4 out of 5 stars
A copy of this was provided free of charge from the publisher in return for an honest review.
In the first lockdown this year, people started to become more aware of the wild world around them, helped by the drop in traffic, wildlife that you may not have seen or heard before would suddenly become more visible. Some of the easiest wildlife to see is birds and this book is aimed at those who have discovered that watching them can be endlessly fascinating.
In this new book out, Dominic Couzens has picked a bird for every day of the year. Some of them are obviously linked to that day in particular, so there is naturally a robin in December and birds that are more common in the summer appear in those months in the book. Quite how you only pick 366 birds from the 10,000 or so species that we still have is quite something, but Couzens has managed to get the familiar, the exotic the rare and the unusual in a really nice mix.

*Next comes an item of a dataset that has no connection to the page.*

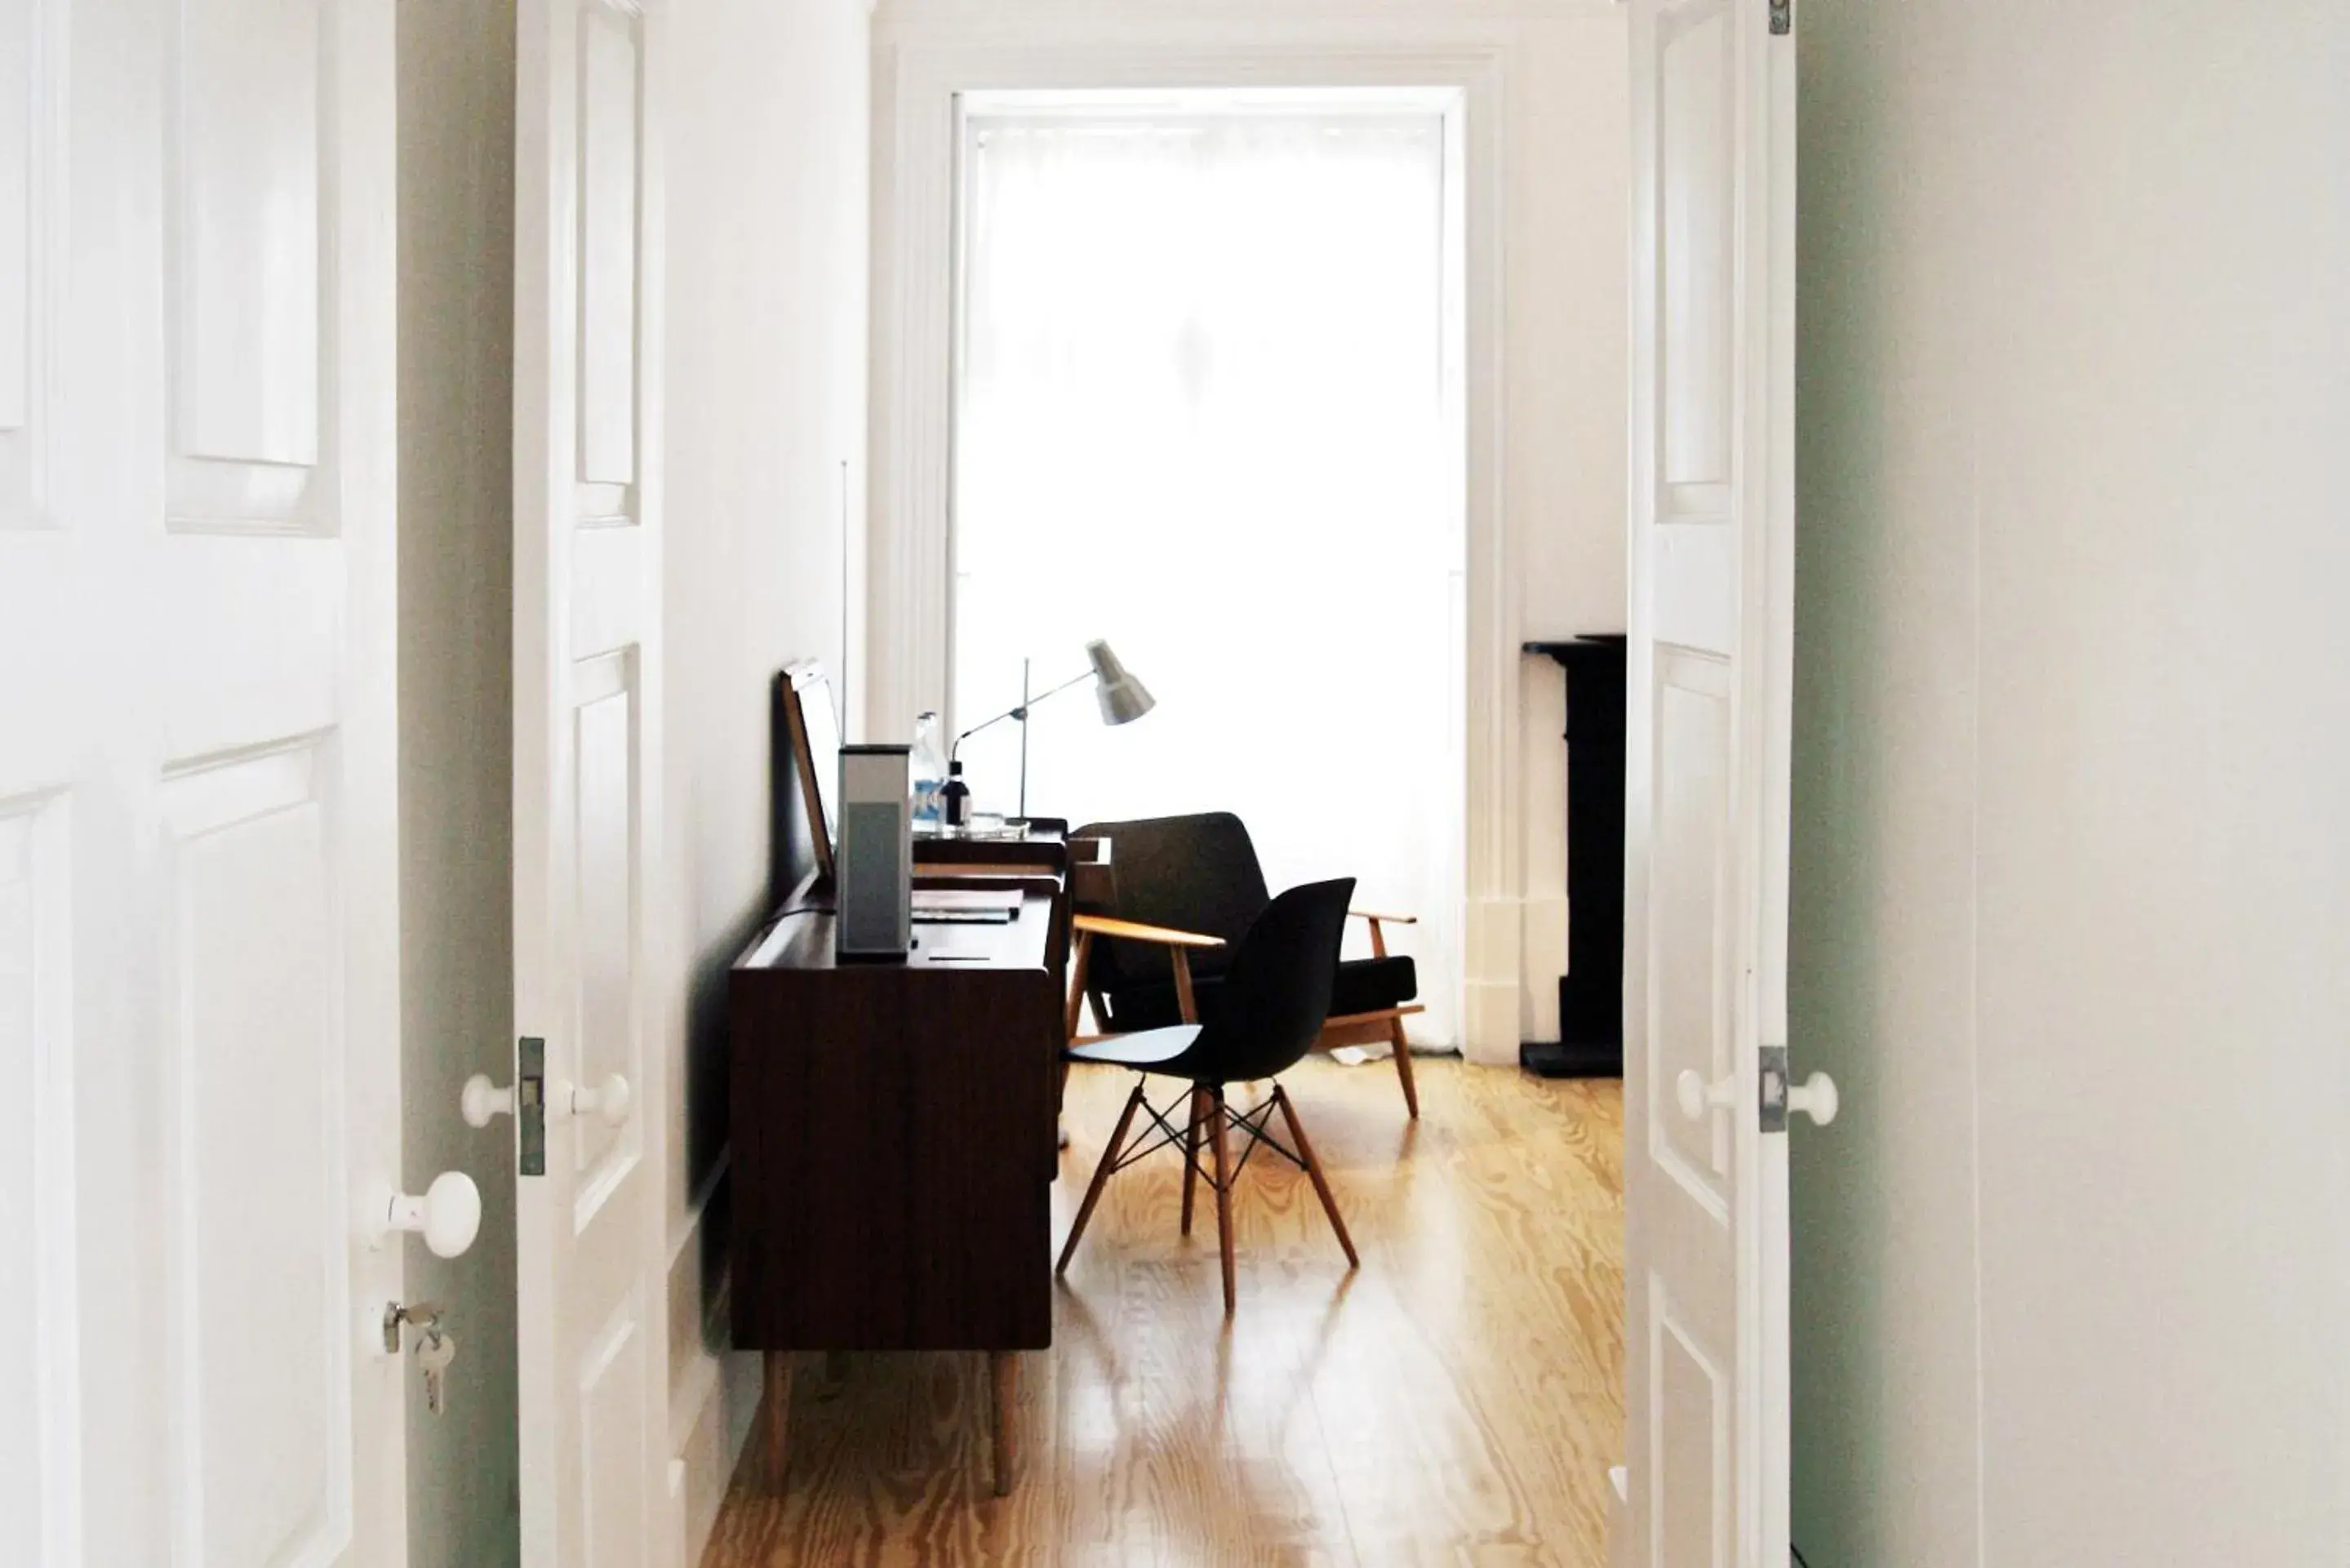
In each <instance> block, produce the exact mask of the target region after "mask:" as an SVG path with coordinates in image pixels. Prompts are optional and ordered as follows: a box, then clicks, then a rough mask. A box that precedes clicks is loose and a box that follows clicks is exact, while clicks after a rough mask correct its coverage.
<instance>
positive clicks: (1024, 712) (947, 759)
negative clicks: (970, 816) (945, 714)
mask: <svg viewBox="0 0 2350 1568" xmlns="http://www.w3.org/2000/svg"><path fill="white" fill-rule="evenodd" d="M1086 658H1088V661H1090V665H1088V668H1086V672H1083V675H1072V677H1069V679H1065V682H1062V684H1058V686H1050V689H1046V691H1036V693H1034V696H1032V693H1029V661H1025V658H1022V661H1020V705H1018V708H1008V710H1003V712H999V715H996V717H992V719H982V722H978V724H973V726H971V729H966V731H964V733H959V736H956V738H954V745H949V748H947V771H949V773H954V771H959V769H961V762H956V752H959V750H964V741H968V738H971V736H975V733H980V731H982V729H987V726H989V724H1001V722H1003V719H1020V818H1022V820H1027V715H1029V708H1034V705H1036V703H1041V701H1046V698H1048V696H1058V693H1062V691H1067V689H1069V686H1079V684H1083V682H1088V679H1090V682H1100V691H1095V693H1093V696H1095V701H1097V703H1100V705H1102V724H1133V722H1135V719H1140V717H1142V715H1147V712H1149V710H1152V708H1156V705H1159V698H1154V696H1152V693H1149V689H1147V686H1144V684H1142V682H1137V679H1135V677H1133V672H1130V670H1128V668H1126V665H1123V663H1119V656H1116V654H1112V651H1109V644H1107V642H1102V639H1100V637H1095V639H1093V642H1088V644H1086Z"/></svg>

The first thing that I did when receiving this was to look up the bird that is on my birthday. That bird wasn’t one that I had ever heard of but it was fairly unique in one of its habits.
It is a beautifully produced book, it is printed on quality paper and feels heavy. The stunning photographs and artworks accompany all of the chosen birds, along with a small piece of text with facts and anecdotes about their behaviour or habitat or unique trait.
That sounds like a lovely gift book. Go on: what was your birthday bird? We have a bird calendar at the moment and it’s very heavy on the tanagers!
It was a Pallas’s Sandgrouse. Never heard of it before!